Let $A$ be a countably-infinite set , then how do we prove that the power set of $A$ and the set of all countably-infinite subsets of $A$ have the same cardinality (i.e. that there is a bijection) ?

Answer 1

Let $B$ be the set of all finite subsets of $A$ and $C$ the set of all countably infinite subsets of $A$. Then $$|\mathscr P(A)|=|B|+|C|\leq2|C|=|C|\leq|\mathscr P(A)|$$ because surely $|B|\leq|C|$.

Answer 2

Instead of talking about an arbitrary countable set, let's talk about $\omega$ (the first limit ordinal, the set of finite ordinals). Of course this has nothing to do with which set we take, it's just a matter of cardinality.
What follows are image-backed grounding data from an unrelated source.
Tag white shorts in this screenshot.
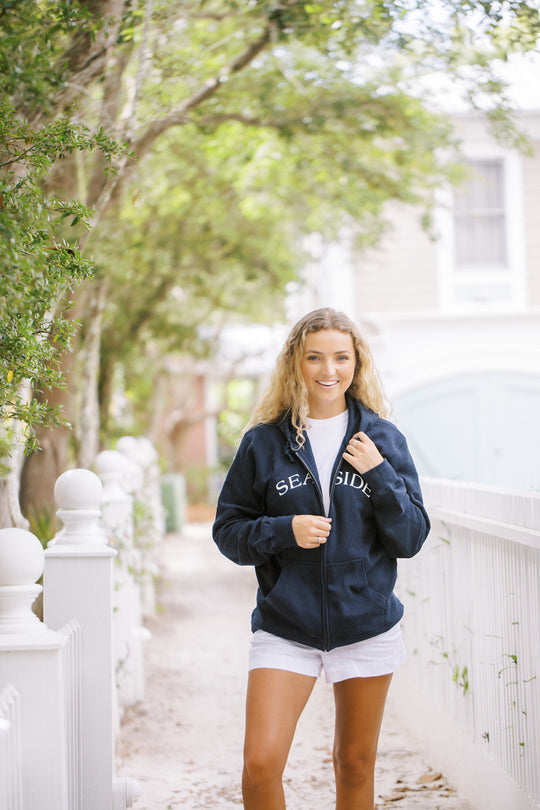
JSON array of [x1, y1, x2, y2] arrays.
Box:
[[248, 624, 406, 684]]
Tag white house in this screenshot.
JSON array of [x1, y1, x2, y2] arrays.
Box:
[[293, 111, 540, 494]]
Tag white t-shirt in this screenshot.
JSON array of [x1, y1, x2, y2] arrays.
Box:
[[305, 410, 349, 516]]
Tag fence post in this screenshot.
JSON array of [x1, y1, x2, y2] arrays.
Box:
[[0, 528, 69, 810], [136, 437, 166, 550], [43, 469, 117, 810], [96, 450, 149, 710], [116, 436, 164, 618]]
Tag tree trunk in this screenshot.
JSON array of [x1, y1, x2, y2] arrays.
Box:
[[98, 352, 116, 438], [76, 280, 108, 468], [19, 417, 73, 520], [0, 432, 31, 530]]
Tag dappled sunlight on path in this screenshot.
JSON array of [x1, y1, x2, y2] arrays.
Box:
[[116, 524, 474, 809]]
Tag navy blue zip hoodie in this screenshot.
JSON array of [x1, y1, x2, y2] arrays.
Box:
[[212, 395, 430, 651]]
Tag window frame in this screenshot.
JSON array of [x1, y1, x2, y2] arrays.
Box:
[[435, 148, 527, 313]]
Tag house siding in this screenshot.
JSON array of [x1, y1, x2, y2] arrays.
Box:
[[353, 202, 439, 315], [523, 138, 540, 307]]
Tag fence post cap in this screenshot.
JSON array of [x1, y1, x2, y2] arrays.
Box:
[[136, 436, 158, 467], [116, 435, 141, 462], [95, 449, 130, 477], [0, 527, 44, 586], [54, 468, 103, 510]]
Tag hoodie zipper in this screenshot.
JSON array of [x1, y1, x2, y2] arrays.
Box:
[[292, 448, 332, 651], [293, 430, 352, 651]]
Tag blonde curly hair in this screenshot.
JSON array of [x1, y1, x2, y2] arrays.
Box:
[[246, 308, 388, 444]]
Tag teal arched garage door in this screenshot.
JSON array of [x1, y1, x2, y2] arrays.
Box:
[[392, 372, 540, 494]]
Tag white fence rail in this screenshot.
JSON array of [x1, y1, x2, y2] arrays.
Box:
[[0, 683, 23, 810], [392, 477, 540, 810]]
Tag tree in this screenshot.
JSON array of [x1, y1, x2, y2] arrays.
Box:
[[2, 0, 538, 519], [92, 90, 450, 443], [0, 0, 123, 525], [91, 0, 540, 448]]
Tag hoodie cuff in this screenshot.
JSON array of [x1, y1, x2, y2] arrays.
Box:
[[266, 515, 297, 551], [362, 459, 400, 501]]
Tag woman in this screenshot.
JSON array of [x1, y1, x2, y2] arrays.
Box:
[[212, 308, 430, 810]]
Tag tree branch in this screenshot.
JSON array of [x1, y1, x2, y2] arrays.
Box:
[[194, 112, 284, 130], [83, 18, 279, 233], [123, 0, 154, 140], [132, 21, 277, 159]]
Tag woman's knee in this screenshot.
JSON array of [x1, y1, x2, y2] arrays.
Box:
[[243, 745, 286, 787], [333, 743, 376, 787]]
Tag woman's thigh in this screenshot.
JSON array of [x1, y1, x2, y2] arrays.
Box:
[[244, 668, 317, 771], [333, 674, 393, 763]]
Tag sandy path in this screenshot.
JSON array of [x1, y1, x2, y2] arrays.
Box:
[[115, 523, 474, 810]]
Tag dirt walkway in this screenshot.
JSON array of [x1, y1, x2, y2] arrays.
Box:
[[116, 523, 474, 810]]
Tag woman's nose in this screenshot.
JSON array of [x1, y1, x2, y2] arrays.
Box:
[[322, 358, 335, 375]]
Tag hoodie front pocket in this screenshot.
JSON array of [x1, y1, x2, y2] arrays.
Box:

Let us use some common notations, $[\omega]^{<\omega}$ is the set of finite subsets of $\omega$ and $[\omega]^\omega$ is the set of countably infinite subsets of $\omega$. Since $\omega$ is countable, being infinite and being countably infinite is the same thing.

It is clear, if so, why $\mathcal P(\omega)=[\omega]^{\omega}\cup[\omega]^{<\omega}$ and that union is disjoint.

1. Show that $[\omega]^{<\omega}$ is countable. This can done using the classic function $f(X)=\sum_{i\in X}2^i$ when $X\in[\omega]^{<\omega}$, and this is a bijection.

2. Now you have two options.

   1. If you have the axiom of choice, you're about done. $|\mathcal P(\omega)|=|[\omega]^\omega|+\aleph_0=\max\{|[\omega]^\omega|,\aleph_0\}>\aleph_0$, and so equality is easily deduced.

   2. If you wish to avoid the axiom of choice, fix an enumeration of $[\omega]^{<\omega}$, say $F_n$ for $n\in\omega$. Now consider the bijection from $\mathcal P(\omega)$ into $[\omega]^\omega$ defined as follows:

      $$f(X)=\begin{cases}X & X,\omega\setminus X\in[\omega]^\omega\\ \omega\setminus F_{2n} & X=F_n\\ \omega\setminus F_{2n+1} & X=\omega\setminus F_n\end{cases}$$ This bijection shows that $[\omega]^\omega$ has size continuum.

(Coming to think about it, you can just do steps 1 and 2.2 directly.)